Businesses are calling for governmental intervention because of the challenges they see in securing connected devices and IoT services. This is particularly mentioned for data privacy (38%) and the collection of large amounts of data (34%). Protecting an increasing amount of data is proving an issue, with only three in five (59%) of those using IoT and spending on IoT security, admitting they encrypt all of their data.
Consumers believe security needs to improve (62%), followed by privacy concerns (54%), control of devices by hackers (51%) and lack of control over personal data (50%).

Gemalto sees blockchain emerging as a potential technology; adoption of blockchain has doubled from 9% to 19% in the last 12 months, with a quarter (23%) of respondents believe that blockchain technology would be an ideal solution to use for securing IoT devices, with 91% of organisations that don’t currently use the technology are likely to consider it in the future.

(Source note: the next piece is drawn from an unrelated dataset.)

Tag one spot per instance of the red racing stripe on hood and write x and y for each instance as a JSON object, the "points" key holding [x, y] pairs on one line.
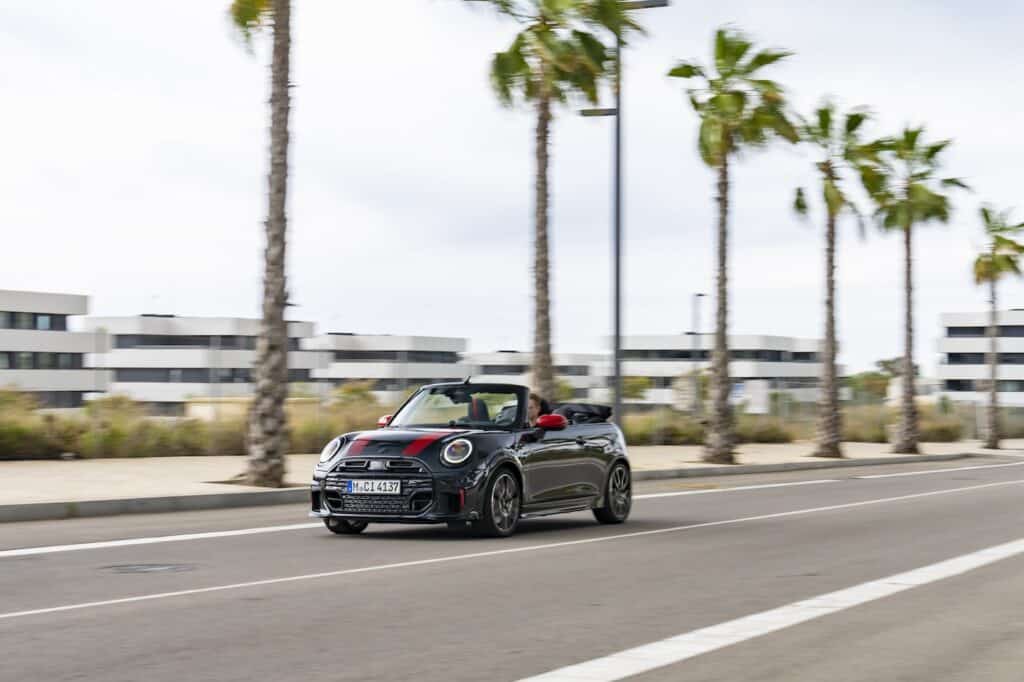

As blockchain technology finds its place in securing IoT devices, businesses continue to employ other methods to protect themselves against cybercriminals. The majority (71%) encrypt their data, while password protection (66%) and two factor authentication (38%) remain prominent.

However web security company High-Tech Bridge sees that figure as be too optimistic:

“I think the survey results are somewhat optimistic with almost a half of the European companies claiming to have IoT breach detection capacities,” said CEO Ilia Kolochenko. “ In my experience, less than 10% of European organizations have an up to date inventory of their IoT devices, let alone breach detection capacities. Shadow IoT, brought and implemented by employees, exacerbate the situation as corporate data starts being stored on unidentifiable and uncontrollable devices, often with backup in external storage locations or the cloud.”

Blockchain capacity to secure IoT is somewhat overestimated, she says, as the technology by definition has nothing to do with many popular attack vectors on IoT devices. GDPR's role is also questioned, as most of the careless IoT manufactures are located far beyond EU jurisdiction and do not care about any judicial decisions of European courts against them. Moreover, not every IoT is designed to store or process PII, thus making GDPR simply inapplicable.

“Uniform regulation of the IoT market is a Utopia amid current geopolitical tensions in the technology sector. Nonetheless, governmental regulation of secure-by-design IoT is certainly a good idea and probably is the only way to make the IoT market more reliable,” she said.